Литмир - Электронная Библиотека
Содержание  
A
A

Точно кольчугой сдавило грудь Бекетова — не вдохнуть, не выдохнуть.

— Вы верите, господин Галуа, что такой документ существует?

— Похоже, что так, господин Бекетов, чертовски похоже… — Он наморщил нос, задумался. — Все дело в том, что это мнение для Черчилля не ново, просто он сделал круг и вернулся на свои исконные позиции. Мне кажется, в начале войны, когда он менял позиции, ему это было сделать труднее, сейчас легче. Создав этот документ, он, мне кажется, не испытал угрызений совести. Он мог сказать: я всегда так думал. Больше того, этого надо было ждать. И потом… — он запнулся и с заботливой пристальностью взглянул на Сергея Петровича.

— Да, и потом? — осторожно спросил Бекетов.

— Не очень хочется возвращаться к этому итальянскому конфликту, но, если вернуться…

— Если вернуться, господин Галуа?..

Галуа подозвал официанта и глазами указал на пустую бутылку, тотчас появилась новая.

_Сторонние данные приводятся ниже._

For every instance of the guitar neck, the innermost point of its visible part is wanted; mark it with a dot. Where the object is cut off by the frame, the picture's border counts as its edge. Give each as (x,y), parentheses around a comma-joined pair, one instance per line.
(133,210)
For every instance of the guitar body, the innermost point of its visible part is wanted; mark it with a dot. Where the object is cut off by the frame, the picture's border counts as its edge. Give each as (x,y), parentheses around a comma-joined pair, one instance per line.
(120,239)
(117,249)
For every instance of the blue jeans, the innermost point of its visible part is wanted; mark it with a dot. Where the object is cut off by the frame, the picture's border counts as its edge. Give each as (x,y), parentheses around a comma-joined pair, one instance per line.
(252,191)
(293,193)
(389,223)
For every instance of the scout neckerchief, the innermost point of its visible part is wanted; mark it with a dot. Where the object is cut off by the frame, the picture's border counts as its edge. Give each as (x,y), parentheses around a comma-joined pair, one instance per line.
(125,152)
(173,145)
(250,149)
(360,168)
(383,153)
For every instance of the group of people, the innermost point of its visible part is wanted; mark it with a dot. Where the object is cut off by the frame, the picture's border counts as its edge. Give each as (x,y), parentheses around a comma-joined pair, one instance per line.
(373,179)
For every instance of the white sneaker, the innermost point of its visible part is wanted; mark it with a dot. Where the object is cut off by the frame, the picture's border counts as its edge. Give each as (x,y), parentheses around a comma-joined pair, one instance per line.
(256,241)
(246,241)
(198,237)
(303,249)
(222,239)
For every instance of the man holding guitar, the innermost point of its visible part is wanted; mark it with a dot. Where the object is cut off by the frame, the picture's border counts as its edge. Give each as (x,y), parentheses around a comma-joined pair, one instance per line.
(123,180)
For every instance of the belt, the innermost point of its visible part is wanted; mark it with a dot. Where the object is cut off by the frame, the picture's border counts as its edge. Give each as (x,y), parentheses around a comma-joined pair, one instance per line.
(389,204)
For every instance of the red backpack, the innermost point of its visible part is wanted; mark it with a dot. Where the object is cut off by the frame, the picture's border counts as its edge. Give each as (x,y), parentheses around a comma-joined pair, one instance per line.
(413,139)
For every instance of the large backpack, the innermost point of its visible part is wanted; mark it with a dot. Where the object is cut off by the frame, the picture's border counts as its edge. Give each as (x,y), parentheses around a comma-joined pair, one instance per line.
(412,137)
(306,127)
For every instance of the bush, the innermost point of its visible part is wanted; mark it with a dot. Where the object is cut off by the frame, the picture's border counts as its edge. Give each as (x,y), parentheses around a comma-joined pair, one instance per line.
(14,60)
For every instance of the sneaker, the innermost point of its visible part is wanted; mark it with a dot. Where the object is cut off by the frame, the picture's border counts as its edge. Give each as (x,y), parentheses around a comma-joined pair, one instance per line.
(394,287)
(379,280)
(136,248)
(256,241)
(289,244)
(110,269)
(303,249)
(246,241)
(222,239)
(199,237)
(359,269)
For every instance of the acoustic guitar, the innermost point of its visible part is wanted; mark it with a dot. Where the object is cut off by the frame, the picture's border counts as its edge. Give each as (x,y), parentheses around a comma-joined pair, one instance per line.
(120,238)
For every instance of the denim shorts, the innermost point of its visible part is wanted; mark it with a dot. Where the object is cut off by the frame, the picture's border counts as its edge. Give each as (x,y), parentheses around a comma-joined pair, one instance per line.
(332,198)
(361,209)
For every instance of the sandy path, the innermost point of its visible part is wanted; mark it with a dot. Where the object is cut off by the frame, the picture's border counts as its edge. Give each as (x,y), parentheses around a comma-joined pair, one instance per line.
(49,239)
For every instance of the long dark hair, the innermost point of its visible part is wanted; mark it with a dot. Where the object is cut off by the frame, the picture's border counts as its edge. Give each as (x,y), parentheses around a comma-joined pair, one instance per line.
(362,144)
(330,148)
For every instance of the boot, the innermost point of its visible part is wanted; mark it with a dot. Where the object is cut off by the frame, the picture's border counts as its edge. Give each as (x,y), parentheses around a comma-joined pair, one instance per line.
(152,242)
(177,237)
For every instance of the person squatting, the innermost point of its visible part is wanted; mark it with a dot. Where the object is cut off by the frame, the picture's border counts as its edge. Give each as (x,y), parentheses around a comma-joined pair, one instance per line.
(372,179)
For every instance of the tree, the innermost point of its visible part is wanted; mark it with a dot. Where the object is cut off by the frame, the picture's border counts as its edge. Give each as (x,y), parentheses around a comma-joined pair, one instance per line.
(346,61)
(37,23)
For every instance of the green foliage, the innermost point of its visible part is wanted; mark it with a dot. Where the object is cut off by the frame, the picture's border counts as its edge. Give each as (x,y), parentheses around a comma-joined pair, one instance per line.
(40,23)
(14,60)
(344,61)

— Нет, если не просто вернуться, а дать себе труд помыслить над этой проблемой… Понятно? — он налил Бекетову и себе, налил щедро и, не дожидаясь, пока Сергей Петрович поднимет рюмку, выпил и тут же налил себе новую. — Я заметил, водка помогает мне думать, немного водки, — уточнил он. — Так вот, если помыслить, как вела себя в этом конфликте каждая из сторон, то нам откроется…

— Что… откроется?

— Была сила, которая играла роль… злого гения, — спокойно ответил Галуа. — Сила, которая настойчиво и, смею думать, вероломно разжигала страсти, обращая гнев американцев против русских. Эта сила — Черчилль… Поймите меня верно, — сказал Галуа, — я видел Лондон сорокового года и был свидетелем того, что совершил тогда Черчилль. Есть мнение, что само суровое время войны помогло совершить то, что совершил он, но я не разделяю этого мнения. Тут многое сделал он, и, пожалуй, только он, в частности разгром прогерманцев, известных здесь под именем Кливдена… Но, на мой взгляд, заслуги и проступки — сосуды, отнюдь не сообщающиеся: герой, спасший отечество, должен быть обезглавлен, если он поднял на отечество руку…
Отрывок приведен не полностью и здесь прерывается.